The information below provides an overview of the final exam: what it covers, how to prepare, the format, and practice exercises.

Scope

The final is comprehensive in scope – any material covered in lecture, labs, or assignments could appear. The material for the course broadly falls under two umbrellas:

statistical inference from continuous data
- one- and two-sample $t$ -tests and confidence intervals
- analysis of variance
- nonparametric alternatives to $t$ -tests and ANOVA
- simple linear regression
statistical inference from categorical data (weeks 8-10)
- exact and approximate tests and intervals for proportions
- $χ^{2}$ tests
- relative risk and odds ratios

All of the methods above are instances of population parameter estimation, hypothesis tests, and confidence intervals. Thus, you are expected to be fluent with respect to the following general concepts and their specific manifestations in the above-listed methods:

population/model parameters
sample statistics
point estimates
standard errors and sampling variability
sampling distributions
interval coverage and construction
statistical hypotheses/alternatives
test statistics
$p$ -values
type I and type II errors
statistical power

These ideas are very general and provide a core conceptual framework for statistical methodology that extends well beyond the scope of this class.

Preparation

I recommend preparing a set of review notes based on the above, your existing notes, lecture slides, assigned reading, and assignments and labs.

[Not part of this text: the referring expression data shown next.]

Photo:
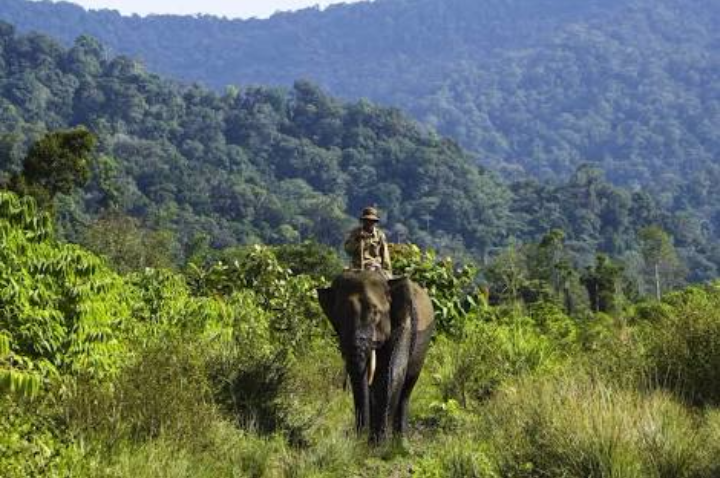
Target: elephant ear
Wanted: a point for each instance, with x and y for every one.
(327, 303)
(401, 297)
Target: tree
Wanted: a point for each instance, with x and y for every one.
(56, 164)
(602, 284)
(662, 264)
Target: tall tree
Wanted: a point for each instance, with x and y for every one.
(662, 264)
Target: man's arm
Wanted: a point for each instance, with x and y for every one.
(352, 243)
(386, 263)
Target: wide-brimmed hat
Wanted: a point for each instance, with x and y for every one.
(369, 214)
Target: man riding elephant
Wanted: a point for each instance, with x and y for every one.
(367, 246)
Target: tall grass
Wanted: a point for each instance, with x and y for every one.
(575, 426)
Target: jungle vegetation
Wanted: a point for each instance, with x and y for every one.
(160, 246)
(532, 87)
(195, 168)
(227, 367)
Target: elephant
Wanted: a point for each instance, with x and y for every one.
(384, 329)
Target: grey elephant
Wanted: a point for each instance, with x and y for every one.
(384, 329)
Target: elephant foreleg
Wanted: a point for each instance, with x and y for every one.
(400, 422)
(392, 363)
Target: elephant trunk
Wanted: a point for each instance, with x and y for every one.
(371, 367)
(361, 397)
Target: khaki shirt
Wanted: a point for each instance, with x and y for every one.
(368, 252)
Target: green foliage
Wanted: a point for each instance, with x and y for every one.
(574, 426)
(534, 87)
(129, 246)
(56, 164)
(453, 289)
(490, 354)
(286, 166)
(681, 336)
(61, 306)
(458, 458)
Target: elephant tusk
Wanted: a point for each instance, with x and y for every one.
(371, 369)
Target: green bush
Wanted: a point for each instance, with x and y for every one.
(490, 353)
(164, 391)
(63, 310)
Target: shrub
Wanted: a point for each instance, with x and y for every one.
(474, 367)
(457, 458)
(578, 427)
(682, 338)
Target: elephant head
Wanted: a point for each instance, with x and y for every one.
(378, 337)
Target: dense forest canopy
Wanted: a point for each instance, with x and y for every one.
(270, 165)
(532, 87)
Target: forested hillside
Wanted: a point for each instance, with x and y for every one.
(282, 166)
(535, 87)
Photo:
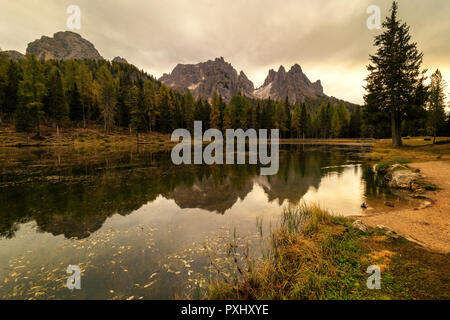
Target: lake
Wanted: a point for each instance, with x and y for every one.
(140, 227)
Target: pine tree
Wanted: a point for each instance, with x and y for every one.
(355, 123)
(138, 112)
(150, 104)
(107, 97)
(304, 122)
(189, 110)
(57, 106)
(296, 121)
(12, 88)
(84, 80)
(394, 73)
(167, 108)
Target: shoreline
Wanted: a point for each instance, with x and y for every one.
(428, 226)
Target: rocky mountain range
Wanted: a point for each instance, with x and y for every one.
(64, 46)
(203, 78)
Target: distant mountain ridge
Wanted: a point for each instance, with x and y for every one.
(201, 79)
(65, 45)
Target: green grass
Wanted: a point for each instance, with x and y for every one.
(318, 256)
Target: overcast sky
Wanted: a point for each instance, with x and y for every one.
(328, 38)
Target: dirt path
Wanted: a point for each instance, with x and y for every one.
(429, 226)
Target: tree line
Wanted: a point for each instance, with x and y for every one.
(82, 92)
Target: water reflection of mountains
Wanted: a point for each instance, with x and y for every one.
(79, 200)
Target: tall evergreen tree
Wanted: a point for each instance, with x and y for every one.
(57, 106)
(215, 117)
(394, 73)
(436, 108)
(107, 97)
(12, 88)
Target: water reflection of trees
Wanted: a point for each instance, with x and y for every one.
(75, 199)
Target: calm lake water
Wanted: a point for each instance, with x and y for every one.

One straightforward strategy would be to list the “core concepts” above for the main methods we discussed and identify one example from a past assignment. For instance, expand the callout block below.

Example method summary

The one-sample $t$ -test.

Method

Population/model parameters: population mean $μ$
Sample statistics: sample mean and SD $\bar{x}, S_{x}$
Point estimate: $\hat{μ} = \bar{x}$
Standard error: $S E (\bar{x}) = \frac{S_{x}}{\sqrt{n}}$
Sampling distribution: $t_{n - 1}$ model for $\frac{\bar{x} - μ}{S E (\bar{x})}$
Interval: $\bar{x} \pm c \times S E (\bar{x})$ , where $c$ is a quantile from the $t$ model
Statistical hypothesis and alternatives: $H_{0} : μ = μ_{0}$ and $H_{A} : μ \begin{matrix} > \\ \neq \\ < \end{matrix} μ_{0}$
Test statistic: $T = \frac{\bar{x} - μ}{S E (\bar{x})}$
$p$ -value: from $T$ model, proportion of samples exceeding observed test statistic in the direction of the alternative

Example application

Body temperature data. Is mean body temp actually 98.6 degrees Farenheit?

${\begin{cases} H_{0} : μ = 98.6 \\ H_{A} : μ \neq 98.6 \end{cases}$

# load data
load('data/temps.RData')
btemp <- temps$body.temp

# two-sided test
t.test(btemp, mu = 98.6, alternative = 'two.sided')


    One Sample t-test

data:  btemp
t = -1.3283, df = 38, p-value = 0.192
alternative hypothesis: true mean is not equal to 98.6
95 percent confidence interval:
 98.10813 98.70213
sample estimates:
mean of x 
 98.40513

The data provide no evidence that mean body temperature differs from 98.6 degrees Farenheit (T = -1.3283 on 38 df, p = 0.192). With 95% confidence, mean body temperature is estimated to be between 98.11 and 98.70 degrees Farenheit.

You may also wish to repeat a few example problems from topics that you struggled with (or found easy, if you want a confidence boost).

Format

The test comprises a series of short data analyses in which quantitative results are provided for you. In each analysis, there are several prompts which require you to interpret results in context or perform simple subsequent calculations.

During the exam you may consult any of your course notes and are allowed the use of a calculator. However, you are not permitted access to digital materials. My personal recommendation is that you prepare a few sheets of concise notes and bring or print relevant class notes.